How much do our metaphors shape our perceptions? And what responsibility do we then have to manage our metaphors to manage our perceptions?
David F. Channell, professor of the history of science and technology at the University of Texas, Dallas, traces the consequence of the our preoccupation with explaining organic phenomena in digital terms.
In this article from Wired 12.02, "The Computer at Nature's Core", Channell explains:
Yet increasingly, the scientists who do the sort of pure research advocated by [Vannevar] Bush explain natural phenomena by invoking such man-made artifacts as the computer. Theoretical physicist John Archibald Wheeler has coined the phrase it from bit to convey the idea that the entire universe is the result of a series of yes-or-no choices that take place at the level of quantum mechanics. Much of the recent work on black holes, including Stephen Hawking's, places a great deal of emphasis on explaining the apparent loss of information when matter is drawn into one. Also, research into quantum computers has implied that matter itself processes information. This has led some in the pure research world to the controversial claim that the universe itself is governed by the laws of computation and is, in fact, a computer.......If both the physical universe and the biological world are best understood in terms of information and computation - concepts that arise from the artificial world of technology - it no longer makes sense to think that technology results from an application of science. Indeed, if computation is the basis of all nature, then science is just applied technology.
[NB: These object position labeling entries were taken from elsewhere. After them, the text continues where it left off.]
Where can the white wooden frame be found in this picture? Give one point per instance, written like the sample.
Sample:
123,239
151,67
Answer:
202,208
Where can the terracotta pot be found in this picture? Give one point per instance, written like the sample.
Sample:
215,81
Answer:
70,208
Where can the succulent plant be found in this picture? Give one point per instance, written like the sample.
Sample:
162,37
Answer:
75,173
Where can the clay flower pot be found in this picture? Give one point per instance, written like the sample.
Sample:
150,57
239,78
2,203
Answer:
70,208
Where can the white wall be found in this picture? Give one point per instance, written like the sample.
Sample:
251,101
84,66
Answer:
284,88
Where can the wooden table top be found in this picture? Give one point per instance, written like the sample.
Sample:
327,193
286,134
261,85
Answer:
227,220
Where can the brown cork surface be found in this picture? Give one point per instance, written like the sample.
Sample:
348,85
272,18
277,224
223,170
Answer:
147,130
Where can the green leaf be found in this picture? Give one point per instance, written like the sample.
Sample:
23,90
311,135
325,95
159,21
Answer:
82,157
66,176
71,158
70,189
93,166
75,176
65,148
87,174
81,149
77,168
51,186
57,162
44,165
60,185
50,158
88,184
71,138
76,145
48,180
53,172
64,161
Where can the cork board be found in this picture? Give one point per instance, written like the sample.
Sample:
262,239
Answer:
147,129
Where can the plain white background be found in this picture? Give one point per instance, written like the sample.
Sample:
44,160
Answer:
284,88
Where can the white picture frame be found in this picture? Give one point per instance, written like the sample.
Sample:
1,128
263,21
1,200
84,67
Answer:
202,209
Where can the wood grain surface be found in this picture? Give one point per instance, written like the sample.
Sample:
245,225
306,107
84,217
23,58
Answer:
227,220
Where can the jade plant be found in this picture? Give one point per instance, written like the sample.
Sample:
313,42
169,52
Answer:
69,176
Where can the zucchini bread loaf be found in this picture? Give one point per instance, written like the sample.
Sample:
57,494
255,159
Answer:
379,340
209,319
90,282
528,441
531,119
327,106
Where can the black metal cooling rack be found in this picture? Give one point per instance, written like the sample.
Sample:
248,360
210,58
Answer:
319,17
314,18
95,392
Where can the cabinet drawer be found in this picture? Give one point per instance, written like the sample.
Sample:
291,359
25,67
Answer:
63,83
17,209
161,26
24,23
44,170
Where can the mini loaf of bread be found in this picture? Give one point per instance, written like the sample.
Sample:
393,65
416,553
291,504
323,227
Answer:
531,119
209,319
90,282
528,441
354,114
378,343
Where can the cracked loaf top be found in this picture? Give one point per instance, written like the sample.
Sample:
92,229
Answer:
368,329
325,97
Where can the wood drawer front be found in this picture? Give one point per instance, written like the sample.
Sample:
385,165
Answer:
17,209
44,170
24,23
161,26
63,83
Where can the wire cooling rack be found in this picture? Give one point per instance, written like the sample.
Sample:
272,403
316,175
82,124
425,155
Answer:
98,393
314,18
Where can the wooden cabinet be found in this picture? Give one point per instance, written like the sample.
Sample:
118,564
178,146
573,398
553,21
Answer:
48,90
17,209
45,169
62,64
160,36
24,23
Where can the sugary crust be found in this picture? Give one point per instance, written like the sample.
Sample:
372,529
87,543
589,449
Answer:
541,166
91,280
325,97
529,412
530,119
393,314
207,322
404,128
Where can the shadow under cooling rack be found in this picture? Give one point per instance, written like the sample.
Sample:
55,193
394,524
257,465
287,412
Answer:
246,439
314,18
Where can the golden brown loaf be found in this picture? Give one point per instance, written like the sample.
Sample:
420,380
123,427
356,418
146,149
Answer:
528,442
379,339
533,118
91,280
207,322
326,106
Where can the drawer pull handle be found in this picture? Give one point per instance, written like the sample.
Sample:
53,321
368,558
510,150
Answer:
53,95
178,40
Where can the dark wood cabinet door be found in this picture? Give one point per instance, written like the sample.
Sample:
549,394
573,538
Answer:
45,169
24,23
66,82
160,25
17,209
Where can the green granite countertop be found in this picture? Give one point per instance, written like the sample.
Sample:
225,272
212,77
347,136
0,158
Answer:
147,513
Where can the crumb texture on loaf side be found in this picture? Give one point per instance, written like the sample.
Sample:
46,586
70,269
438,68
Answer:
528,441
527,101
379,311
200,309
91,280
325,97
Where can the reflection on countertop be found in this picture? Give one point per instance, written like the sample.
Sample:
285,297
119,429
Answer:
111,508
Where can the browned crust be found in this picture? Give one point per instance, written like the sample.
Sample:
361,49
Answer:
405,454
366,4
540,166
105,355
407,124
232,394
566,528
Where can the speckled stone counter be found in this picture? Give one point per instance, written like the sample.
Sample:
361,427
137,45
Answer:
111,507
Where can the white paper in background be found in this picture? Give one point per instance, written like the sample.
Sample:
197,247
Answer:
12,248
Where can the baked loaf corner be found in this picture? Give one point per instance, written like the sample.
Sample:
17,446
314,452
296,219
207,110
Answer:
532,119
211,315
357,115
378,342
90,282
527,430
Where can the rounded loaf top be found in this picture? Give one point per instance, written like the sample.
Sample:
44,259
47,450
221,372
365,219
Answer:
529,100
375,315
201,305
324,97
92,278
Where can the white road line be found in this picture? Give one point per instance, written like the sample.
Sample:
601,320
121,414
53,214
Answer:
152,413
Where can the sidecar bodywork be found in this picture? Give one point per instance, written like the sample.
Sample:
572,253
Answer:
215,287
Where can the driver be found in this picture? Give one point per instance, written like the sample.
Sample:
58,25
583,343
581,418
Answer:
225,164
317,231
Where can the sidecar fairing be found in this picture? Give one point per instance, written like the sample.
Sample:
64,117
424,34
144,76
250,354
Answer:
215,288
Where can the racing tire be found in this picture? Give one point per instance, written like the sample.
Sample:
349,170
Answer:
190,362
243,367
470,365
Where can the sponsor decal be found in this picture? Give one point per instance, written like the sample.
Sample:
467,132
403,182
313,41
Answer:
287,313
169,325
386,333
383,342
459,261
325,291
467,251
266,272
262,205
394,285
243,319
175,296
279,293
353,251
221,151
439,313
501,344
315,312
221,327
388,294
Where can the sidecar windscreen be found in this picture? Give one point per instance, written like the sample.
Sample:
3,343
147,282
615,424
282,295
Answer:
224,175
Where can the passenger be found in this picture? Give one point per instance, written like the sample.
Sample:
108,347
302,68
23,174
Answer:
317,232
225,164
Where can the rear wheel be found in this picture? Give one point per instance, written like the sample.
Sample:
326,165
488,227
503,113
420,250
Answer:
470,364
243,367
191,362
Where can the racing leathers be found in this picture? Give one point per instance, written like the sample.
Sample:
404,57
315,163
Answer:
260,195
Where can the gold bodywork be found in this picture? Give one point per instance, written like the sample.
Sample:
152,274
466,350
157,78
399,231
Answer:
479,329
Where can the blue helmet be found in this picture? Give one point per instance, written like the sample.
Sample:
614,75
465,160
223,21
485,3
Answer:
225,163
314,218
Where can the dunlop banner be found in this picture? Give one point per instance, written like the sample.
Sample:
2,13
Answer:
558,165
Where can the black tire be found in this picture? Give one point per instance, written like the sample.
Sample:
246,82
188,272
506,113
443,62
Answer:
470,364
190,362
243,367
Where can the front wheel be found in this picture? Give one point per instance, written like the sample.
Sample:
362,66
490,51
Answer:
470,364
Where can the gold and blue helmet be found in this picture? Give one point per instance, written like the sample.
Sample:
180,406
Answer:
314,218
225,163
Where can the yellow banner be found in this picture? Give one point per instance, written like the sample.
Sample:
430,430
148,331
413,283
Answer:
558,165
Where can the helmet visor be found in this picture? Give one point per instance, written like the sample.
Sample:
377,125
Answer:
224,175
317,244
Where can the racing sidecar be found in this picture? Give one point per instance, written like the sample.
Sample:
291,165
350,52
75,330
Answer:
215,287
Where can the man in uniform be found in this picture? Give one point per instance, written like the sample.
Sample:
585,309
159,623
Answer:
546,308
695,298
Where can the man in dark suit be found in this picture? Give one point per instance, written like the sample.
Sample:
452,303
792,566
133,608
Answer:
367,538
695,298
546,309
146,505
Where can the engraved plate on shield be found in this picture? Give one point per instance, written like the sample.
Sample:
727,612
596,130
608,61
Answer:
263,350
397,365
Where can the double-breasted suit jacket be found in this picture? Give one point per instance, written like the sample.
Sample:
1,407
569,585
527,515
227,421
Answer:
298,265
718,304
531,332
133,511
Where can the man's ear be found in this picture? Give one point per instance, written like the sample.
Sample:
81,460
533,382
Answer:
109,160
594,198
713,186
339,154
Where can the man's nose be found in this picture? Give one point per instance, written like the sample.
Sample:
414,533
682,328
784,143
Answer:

If that's the case, then science becomes less purely contemplative and more purposeful, and as fraught with social and political goals as technology is. Scientific theories are more properly viewed not as discoveries but as human constructions. It's already happening in physics: Philosopher of science Andrew Pickering suggests that the quark, which in its unbound state has not - and some say cannot - be observed, should be regarded as a scientific invention rather than an actual particle. In the future, we may come to see the second law of thermodynamics (entropy) as a consequence of information theory and not the other way around.